Spreading the wordWalker said the second prong of the governor’s initiative is to advise Alaska citizens, others in state government, commercial entities and the federal government what specifically is owned by the State of Alaska within federal conservation system units.
“To that end, we are in the process of developing a layer for our official state navigable waters dataset that will identify those waters within the CSUs within the ANILCA areas that we believe are conspicuously navigable and belong to the State of Alaska,” he said. “We have been very conservative in the work that we have done; we have not gone as far upstream as we think we could prove in litigation because we want to give certainty to our citizens that if you rely upon this you are relying upon the state’s best analysis of what they would win in litigation.”
Phase one of the new layer for the dataset, which will go live April 15, includes all National Park Service areas in Alaska plus the Tongass National Forest, Walker said. Phase two, later, will include U.S. Fish and Wildlife Service areas as well as the Chugach National Forest, and Phase three would be a mop up of general BLM land and some other remaining projects.
The U.S. Fish and Wildlife Service area in western Alaska is particularly dominated by water, and DNR’s identification work there is probably going to be more time consuming, Walker said, adding that the agency will roll those results out in phase two as quickly as it can.
“The idea is that we are putting everyone on notice that these are conspicuous waters that we in the State of Alaska believe belong to the state as part of its birthright pursuant to the equal footing doctrine, the Alaska Statehood Act, and the federal Submerged Lands Act,” he said. “We got what every other state got, and that is namely the submerged lands under all navigable rivers and tidally influenced rivers within the state as part of the birthright, the promise to us that we would have the economic wherewithal to sustain ourselves as a state.”
Playing offenseWalker said another spoke of the initiative is playing offense in federal and state land planning projects. “All too often, we see in federal land planning initiatives throughout Alaska that they refuse to acknowledge state owned navigable waters as well as state owned RS 2477 rights of way,” Walker said. “The response is always, ‘Oh, it’s not the proper forum in which to adjudicate such issues so were not going to do that but we’re going to manage these lands like they don’t exist.”
Revised Statute 2477 was a congressional grant of rights of way repealed in 1976, however, rights of way that existed at that date expressly remain as valid existing rights.
Walker said the state will push back very strongly that state property rights be recognized in federal planning initiatives.
The information process is a two-way street.

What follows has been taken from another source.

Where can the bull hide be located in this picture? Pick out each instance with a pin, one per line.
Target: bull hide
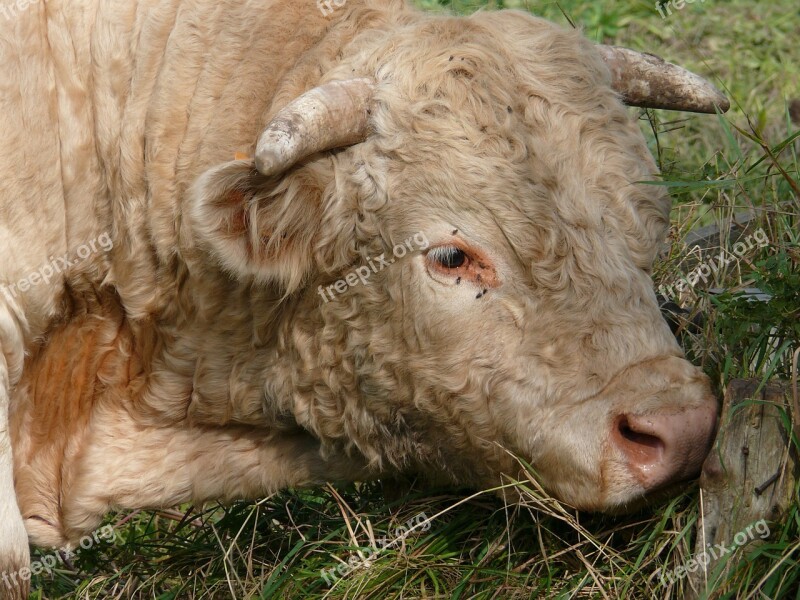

DNR would like citizens to share information on how water routes are used, to aid in its analysis of waterways in the state, Walker said. If citizens encounter incidents with federal law enforcement on state lands, the state wants to hear about any federal overreach.
“The state will act accordingly, and appropriately up to and including litigation,” he said.
“We’re also working to publish various scientific and peer reviewed articles that assist us in clearing state title remotely though using principles of hydraulic geometry and other physical characteristics of rivers that would expedite this process,” Walker said, adding that the current pace would take “hundreds of years.”
“Science could bring closure to these questions within the immediate future,” he said. “This is not something that should take hundreds of years.”